The New Year is fast approaching. For many, 2012 is a godsend. This will be THE year; the year they finally lose weight, the year they out of debt, the year they do ____________ that they have been meaning to do but never accomplished. Change is not necessarily a bad thing. Certainly, there can be bad motives associated with making changes but, overall, I think change is good.
There are some changes that I need to make in 2012 and, as a result, I have identified seven goals that I want to accomplish over the next year. Goals are little more than dreams without actions steps, so I have also included the particular actions steps that I plan to take. The main reason for publishing these goals on the web is accountability. So be sure to send me an email occasionally asking how I am doing. Here are my 2012 goals:
1. Read through the Bible.
2011 was the first year that I read through the Bible during the course of a single year and it was nothing short of amazing. Scripture fits together in a remarkable way and seeing it come alive day after day is a great experience.
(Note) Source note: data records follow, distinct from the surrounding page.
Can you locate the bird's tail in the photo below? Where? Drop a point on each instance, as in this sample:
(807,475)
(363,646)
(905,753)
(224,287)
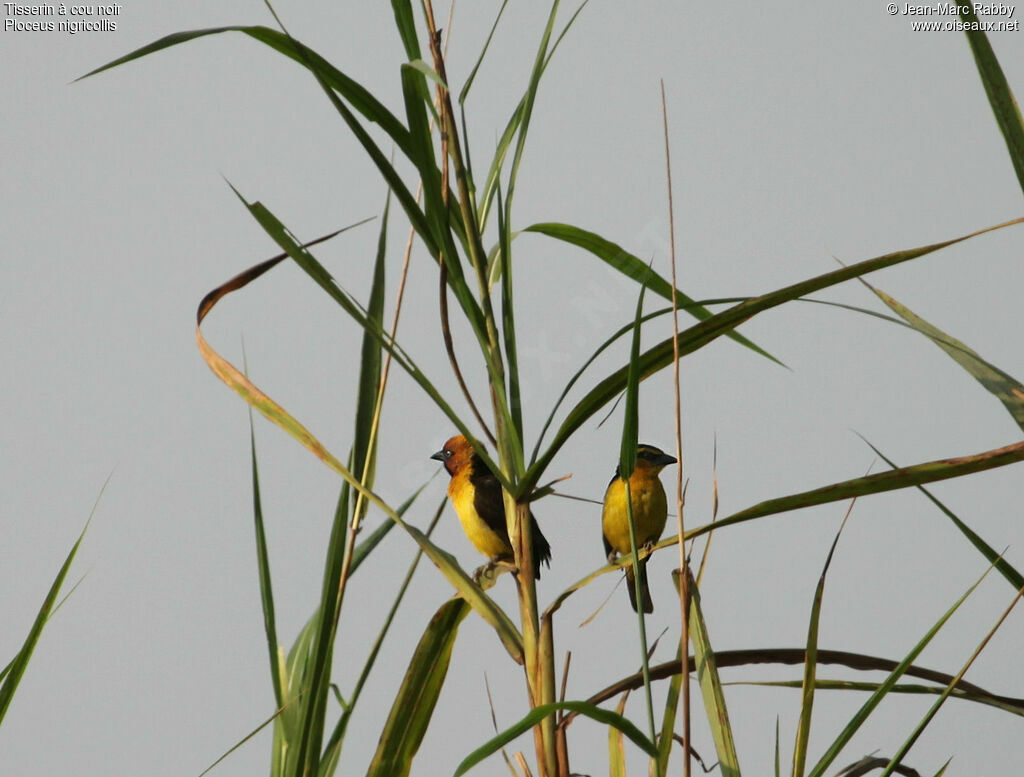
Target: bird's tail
(648,605)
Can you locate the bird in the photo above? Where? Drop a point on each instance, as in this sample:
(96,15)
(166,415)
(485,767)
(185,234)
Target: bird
(650,509)
(476,494)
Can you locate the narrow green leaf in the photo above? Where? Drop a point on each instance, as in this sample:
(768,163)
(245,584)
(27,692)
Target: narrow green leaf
(1008,115)
(631,266)
(359,97)
(811,665)
(320,274)
(876,698)
(1006,703)
(414,704)
(933,710)
(406,23)
(540,713)
(711,685)
(616,744)
(479,60)
(508,333)
(364,461)
(514,123)
(1003,566)
(669,718)
(332,751)
(631,419)
(13,675)
(778,761)
(540,61)
(903,477)
(263,566)
(699,335)
(1006,388)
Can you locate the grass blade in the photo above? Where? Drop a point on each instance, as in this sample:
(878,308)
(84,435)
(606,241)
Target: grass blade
(699,335)
(1008,115)
(15,671)
(631,266)
(905,747)
(616,744)
(1006,388)
(706,664)
(332,750)
(540,713)
(1003,566)
(406,23)
(372,109)
(414,704)
(903,477)
(669,718)
(810,663)
(876,698)
(1006,703)
(263,565)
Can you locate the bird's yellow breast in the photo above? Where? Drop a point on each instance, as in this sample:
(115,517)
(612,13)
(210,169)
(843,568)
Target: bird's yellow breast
(650,510)
(485,540)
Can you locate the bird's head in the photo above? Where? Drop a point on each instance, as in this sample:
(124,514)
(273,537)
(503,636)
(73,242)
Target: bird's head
(456,455)
(651,458)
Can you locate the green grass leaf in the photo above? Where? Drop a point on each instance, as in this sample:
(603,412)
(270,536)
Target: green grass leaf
(540,713)
(1008,115)
(1003,386)
(414,704)
(631,266)
(711,685)
(15,670)
(876,698)
(359,97)
(699,335)
(1003,566)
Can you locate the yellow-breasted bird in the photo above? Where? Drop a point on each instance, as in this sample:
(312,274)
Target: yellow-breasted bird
(476,495)
(650,508)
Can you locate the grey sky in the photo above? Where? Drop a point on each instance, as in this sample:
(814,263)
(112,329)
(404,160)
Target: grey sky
(827,130)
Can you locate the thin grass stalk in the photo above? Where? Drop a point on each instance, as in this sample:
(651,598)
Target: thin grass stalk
(684,598)
(540,673)
(477,255)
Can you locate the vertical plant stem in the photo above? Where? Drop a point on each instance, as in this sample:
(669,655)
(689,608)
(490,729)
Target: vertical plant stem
(684,599)
(641,619)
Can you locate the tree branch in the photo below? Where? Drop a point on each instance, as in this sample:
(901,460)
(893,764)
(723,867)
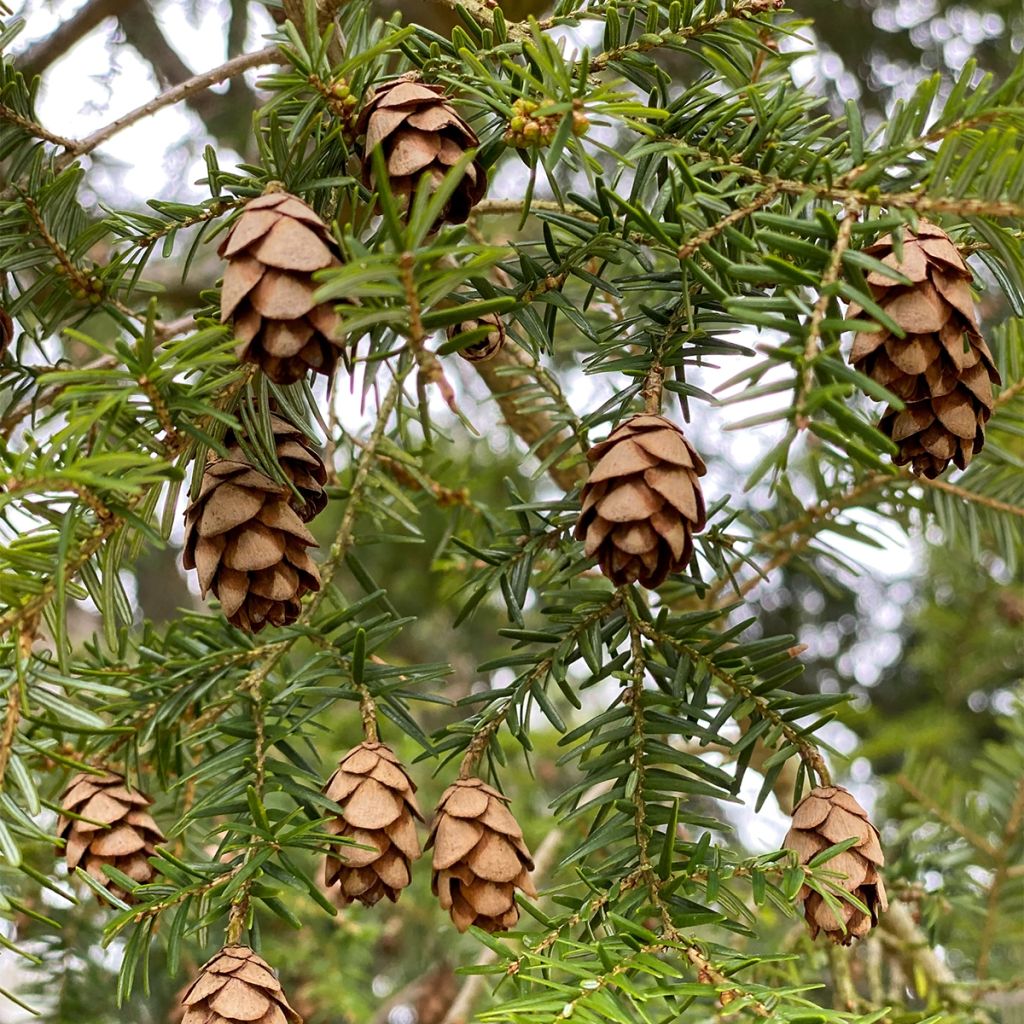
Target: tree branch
(40,55)
(226,71)
(511,374)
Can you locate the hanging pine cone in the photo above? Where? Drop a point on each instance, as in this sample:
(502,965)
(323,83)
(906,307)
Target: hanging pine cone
(421,133)
(942,370)
(272,251)
(249,546)
(237,987)
(6,331)
(488,346)
(825,816)
(479,857)
(298,460)
(111,825)
(378,804)
(642,503)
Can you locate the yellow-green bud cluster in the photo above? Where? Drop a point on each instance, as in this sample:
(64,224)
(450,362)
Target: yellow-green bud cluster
(527,130)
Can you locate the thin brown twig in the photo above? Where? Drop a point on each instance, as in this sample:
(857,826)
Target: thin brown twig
(714,230)
(809,754)
(482,736)
(825,295)
(740,11)
(224,72)
(971,496)
(34,128)
(948,819)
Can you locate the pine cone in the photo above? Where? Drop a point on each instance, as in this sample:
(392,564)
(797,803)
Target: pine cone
(237,987)
(942,370)
(485,348)
(642,503)
(249,546)
(825,816)
(116,829)
(479,857)
(421,133)
(272,251)
(6,331)
(299,462)
(378,806)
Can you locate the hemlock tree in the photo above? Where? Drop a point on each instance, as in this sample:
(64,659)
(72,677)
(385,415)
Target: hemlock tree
(418,375)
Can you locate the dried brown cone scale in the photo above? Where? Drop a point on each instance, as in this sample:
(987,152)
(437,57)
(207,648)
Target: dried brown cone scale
(825,816)
(488,346)
(298,460)
(479,857)
(104,821)
(249,546)
(421,133)
(379,811)
(942,370)
(642,503)
(272,251)
(236,986)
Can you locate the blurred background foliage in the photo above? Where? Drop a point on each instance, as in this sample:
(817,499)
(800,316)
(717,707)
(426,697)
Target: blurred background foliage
(931,653)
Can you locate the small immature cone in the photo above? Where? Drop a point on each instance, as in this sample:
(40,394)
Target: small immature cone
(479,857)
(378,807)
(272,252)
(237,987)
(825,816)
(485,348)
(642,503)
(300,463)
(422,134)
(115,828)
(249,546)
(942,370)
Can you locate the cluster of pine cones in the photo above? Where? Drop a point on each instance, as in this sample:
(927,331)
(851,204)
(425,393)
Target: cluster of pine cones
(247,537)
(479,862)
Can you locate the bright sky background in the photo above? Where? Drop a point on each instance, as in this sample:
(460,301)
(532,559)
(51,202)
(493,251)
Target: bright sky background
(161,157)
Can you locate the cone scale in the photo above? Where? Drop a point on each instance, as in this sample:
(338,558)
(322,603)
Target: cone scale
(942,370)
(379,811)
(825,816)
(421,134)
(642,503)
(249,546)
(479,857)
(105,821)
(272,251)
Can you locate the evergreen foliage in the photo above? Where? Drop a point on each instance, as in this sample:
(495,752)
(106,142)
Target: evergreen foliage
(683,243)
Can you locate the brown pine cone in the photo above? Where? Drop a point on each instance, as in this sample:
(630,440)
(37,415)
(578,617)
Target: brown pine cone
(378,803)
(642,503)
(298,460)
(942,370)
(249,546)
(479,857)
(112,826)
(421,133)
(272,251)
(237,987)
(825,816)
(488,346)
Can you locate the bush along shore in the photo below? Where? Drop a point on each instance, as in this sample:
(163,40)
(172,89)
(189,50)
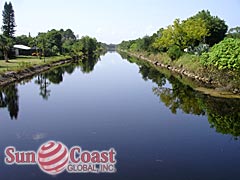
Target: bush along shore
(213,82)
(199,47)
(15,76)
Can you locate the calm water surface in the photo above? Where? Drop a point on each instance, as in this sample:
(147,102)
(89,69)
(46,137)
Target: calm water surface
(160,128)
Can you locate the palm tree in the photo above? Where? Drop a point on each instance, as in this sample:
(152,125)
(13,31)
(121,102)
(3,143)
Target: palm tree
(5,45)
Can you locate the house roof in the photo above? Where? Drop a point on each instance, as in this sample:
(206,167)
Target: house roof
(20,46)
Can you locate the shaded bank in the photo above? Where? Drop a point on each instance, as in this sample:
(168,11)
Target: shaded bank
(9,97)
(223,114)
(219,84)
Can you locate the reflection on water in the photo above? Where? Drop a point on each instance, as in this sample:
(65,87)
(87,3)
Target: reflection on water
(9,100)
(223,114)
(159,126)
(9,94)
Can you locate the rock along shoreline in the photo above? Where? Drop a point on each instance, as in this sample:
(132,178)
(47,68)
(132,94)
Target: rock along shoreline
(12,76)
(211,87)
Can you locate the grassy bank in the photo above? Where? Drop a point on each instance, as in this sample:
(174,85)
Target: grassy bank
(23,62)
(189,65)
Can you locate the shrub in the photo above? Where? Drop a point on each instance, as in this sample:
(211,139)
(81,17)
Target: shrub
(224,55)
(174,52)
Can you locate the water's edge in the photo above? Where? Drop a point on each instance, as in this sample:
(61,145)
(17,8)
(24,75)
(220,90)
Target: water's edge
(11,76)
(212,91)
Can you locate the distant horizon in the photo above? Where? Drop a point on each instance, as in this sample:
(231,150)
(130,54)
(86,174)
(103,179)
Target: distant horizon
(109,22)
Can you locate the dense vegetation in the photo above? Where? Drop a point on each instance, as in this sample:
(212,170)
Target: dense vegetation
(224,55)
(201,35)
(51,43)
(222,115)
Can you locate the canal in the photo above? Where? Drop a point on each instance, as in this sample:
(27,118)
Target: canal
(160,127)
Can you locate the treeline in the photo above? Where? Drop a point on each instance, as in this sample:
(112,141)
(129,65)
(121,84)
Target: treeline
(223,115)
(51,43)
(61,42)
(199,34)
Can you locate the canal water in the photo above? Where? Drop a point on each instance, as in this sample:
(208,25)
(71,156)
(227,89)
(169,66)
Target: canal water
(160,127)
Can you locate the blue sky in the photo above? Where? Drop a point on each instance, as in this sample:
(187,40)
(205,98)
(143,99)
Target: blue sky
(113,21)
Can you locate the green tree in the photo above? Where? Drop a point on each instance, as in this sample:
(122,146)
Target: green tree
(224,55)
(182,34)
(234,33)
(216,27)
(5,45)
(9,25)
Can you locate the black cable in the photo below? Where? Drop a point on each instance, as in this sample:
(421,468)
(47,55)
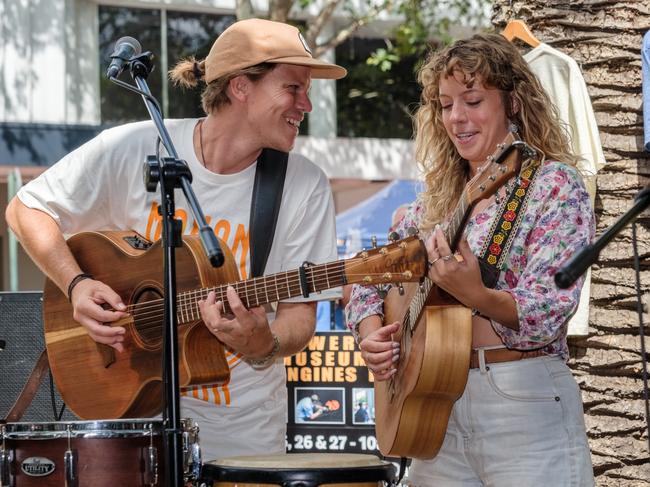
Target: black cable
(52,398)
(644,362)
(57,415)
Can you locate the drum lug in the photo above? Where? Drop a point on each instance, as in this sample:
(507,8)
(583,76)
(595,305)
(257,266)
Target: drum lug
(6,479)
(151,466)
(70,462)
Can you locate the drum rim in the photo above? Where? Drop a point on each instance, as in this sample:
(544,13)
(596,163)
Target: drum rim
(316,476)
(121,428)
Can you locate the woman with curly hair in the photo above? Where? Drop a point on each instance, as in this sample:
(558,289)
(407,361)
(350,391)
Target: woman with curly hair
(519,420)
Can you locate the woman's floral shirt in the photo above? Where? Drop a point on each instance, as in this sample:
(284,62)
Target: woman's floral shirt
(558,221)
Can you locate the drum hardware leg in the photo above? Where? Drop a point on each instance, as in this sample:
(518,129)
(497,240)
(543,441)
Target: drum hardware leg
(6,479)
(151,462)
(192,453)
(70,462)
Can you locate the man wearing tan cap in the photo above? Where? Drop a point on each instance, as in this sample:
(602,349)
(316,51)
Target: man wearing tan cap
(257,77)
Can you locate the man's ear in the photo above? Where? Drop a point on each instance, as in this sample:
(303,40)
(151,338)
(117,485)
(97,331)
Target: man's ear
(239,87)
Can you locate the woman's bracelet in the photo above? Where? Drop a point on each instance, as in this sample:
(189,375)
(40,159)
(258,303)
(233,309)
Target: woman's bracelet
(76,280)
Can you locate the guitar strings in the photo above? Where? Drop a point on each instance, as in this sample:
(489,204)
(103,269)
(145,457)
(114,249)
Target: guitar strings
(189,306)
(147,315)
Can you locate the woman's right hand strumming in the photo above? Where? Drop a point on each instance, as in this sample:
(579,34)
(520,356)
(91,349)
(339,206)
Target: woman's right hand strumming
(378,348)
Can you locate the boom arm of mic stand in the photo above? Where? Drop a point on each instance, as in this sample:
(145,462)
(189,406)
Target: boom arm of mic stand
(580,262)
(208,238)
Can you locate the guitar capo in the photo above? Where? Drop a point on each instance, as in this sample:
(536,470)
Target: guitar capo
(302,271)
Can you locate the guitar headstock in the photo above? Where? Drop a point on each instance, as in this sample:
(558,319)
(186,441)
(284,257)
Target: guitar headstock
(504,163)
(400,261)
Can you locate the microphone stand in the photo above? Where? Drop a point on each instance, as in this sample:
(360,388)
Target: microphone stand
(170,172)
(578,264)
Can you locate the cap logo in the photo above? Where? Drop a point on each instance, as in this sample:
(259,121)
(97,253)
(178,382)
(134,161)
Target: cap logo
(304,42)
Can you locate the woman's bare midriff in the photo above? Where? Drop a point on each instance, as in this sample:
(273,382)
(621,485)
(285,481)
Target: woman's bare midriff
(483,334)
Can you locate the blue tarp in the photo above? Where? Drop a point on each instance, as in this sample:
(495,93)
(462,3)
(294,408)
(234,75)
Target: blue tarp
(356,226)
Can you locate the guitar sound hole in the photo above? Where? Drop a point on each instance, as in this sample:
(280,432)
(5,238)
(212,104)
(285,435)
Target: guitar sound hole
(148,317)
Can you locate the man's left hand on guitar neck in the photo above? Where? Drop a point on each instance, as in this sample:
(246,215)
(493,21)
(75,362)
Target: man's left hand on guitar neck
(247,332)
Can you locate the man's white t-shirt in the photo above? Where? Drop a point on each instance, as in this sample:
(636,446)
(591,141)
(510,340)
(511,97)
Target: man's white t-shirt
(100,187)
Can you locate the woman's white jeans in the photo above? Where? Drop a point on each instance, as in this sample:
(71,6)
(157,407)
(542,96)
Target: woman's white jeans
(517,424)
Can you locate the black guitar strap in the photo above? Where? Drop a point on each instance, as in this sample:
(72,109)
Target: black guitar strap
(265,206)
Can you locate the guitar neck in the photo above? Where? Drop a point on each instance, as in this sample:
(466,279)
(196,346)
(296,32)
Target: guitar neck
(266,289)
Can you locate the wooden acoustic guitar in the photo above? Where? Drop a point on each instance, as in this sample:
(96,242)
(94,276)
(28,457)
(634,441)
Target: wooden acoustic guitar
(96,382)
(413,406)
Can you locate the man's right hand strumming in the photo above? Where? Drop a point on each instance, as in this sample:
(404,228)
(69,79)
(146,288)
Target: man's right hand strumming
(87,298)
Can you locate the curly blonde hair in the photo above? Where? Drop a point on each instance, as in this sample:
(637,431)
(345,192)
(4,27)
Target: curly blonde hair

I am planning to work back through the Bible this year using the Read The Bible For Life plan developed by George Guthrie. I have no doubt that this will be another great year in the Word. It only takes about 20 minutes each day to do the reading, which is accessible to everyone – we can all carve out 20 minutes in our day to spend in the Word. The benefits, though, will last a lifetime and have an impact on your life today.
– Print out the Read The Bible For Life booklet.
– Make reading a priority each day.
– Pick out one verse to meditate on every day.
2. Memorize the book of Ephesians.
I have attempted to memorize the book of Ephesians several times over the past few years but to no avail. My failure has been nothing less than a lack of discipline in making Scripture memory an important aspect of my life. Andy Davis’ booklet has been a huge help in this area and I plan to use his approach to memorizing Ephesians.
– Work back through Andy Davis’ booklet.
– Set a schedule for when I want to have the book finished.
3. Lose 30lbs.
I have a picture in my office of my wife and I on our honeymoon and sometimes I wonder who that good-looking guy is standing next to my wife! Exercise and healthy eating was an important part of my life all through college since I played baseball. Even though I am still very active and exercise, I need to lose about 30lbs. I would like to accomplish this by my 29th birthday at the end of March but I want to do it in the right way. If it takes longer that 3 months then that is fine – I just want exercise and healthy eating to become a habit.
– Count my calorie intake each day (1800 max).
– Set up an exercise schedule (6 days/week).
– Find an accountability partner for support.
– Set several small goals and rewards to go with each one.
4. Run a half-marathon.
I enjoy running but have only ran in a few 5Ks throughout my entire life. I would like to build up to running a half-marathon over the course of this next year with the eventual goal of running a marathon at some point in the future.
– Lose 30lbs first.
– Find a half-marathon training plan.
– Find a half-marathon race and pay the entry fee (that’s motivation!).
5. Read 1 book every week.
I love to read so this goal is pretty self-explanatory. If I hit 52 books by the end of the year, I have no doubt it will have a huge impact on my walk with Christ and my ministry. My plan is to read in 4 categories – (1) Biblical Studies, (2) Theology, (3) Pastoral Ministry, and (4) Personal Development. Non-fiction books usually range from 250-300 pages, which means I will need to read 40-45 pages each day – completely doable but it will take discipline.
– Follow Stott’s 1hr per day/3hr per week/8hr per month reading plan.
– Gather books ahead of time that fit in each category.
– Read old books.
– Write book reviews of each book.
6. Re-learn Greek and Hebrew.
There are always things in life you wish you would have paid attention to more and made a priority. After all, hindsight is 20/20. I enjoyed learning Greek and Hebrew in seminary but it didn’t stick. That was my fault. I crammed vocab in my head and regurgitated it for tests but I did not learn either language. Now, after 4 years out of seminary, I see how valuable the languages are for study and preparation. John Piper’s article entitled “Brothers, Bitzer Was A Banker!” (also a chapter in his book Brothers, We Are Not Professionals) has haunted me for several years and challenged me to do the hard work of re-learning the biblical languages.
– Carve out time in my schedule to work through the chapters and exercises in each text book.
– Keep vocab notecards with me so I can study “on the fly.”
– Focus the 1st half of the year on Greek and the 2nd half on Hebrew.
I know this one breaks all the “rules” for a goal. Goals should be specific and easily measured to determine success or failure. The problem is I’m not sure I know how specific to be or what success would even look like at this point. The truth is I love to write and I do not write enough. It seems that there are always several book ideas floating around in my head at any given point in time. One thing I know I want to do is write a book this year (Parent-Driven Discipleship) based off of a great deal of the research I did for my D.Min. project. I also want to blog consistently over the next year (3-4 posts each week). Beyond those two desires, I just want to make sure that writing is a part of my daily life and ministry.
– Carve out time in my schedule devoted specifically to writing.
– Research publishers for my book (too much work to just sit in a file).
– Write posts before they will be published and stay ahead.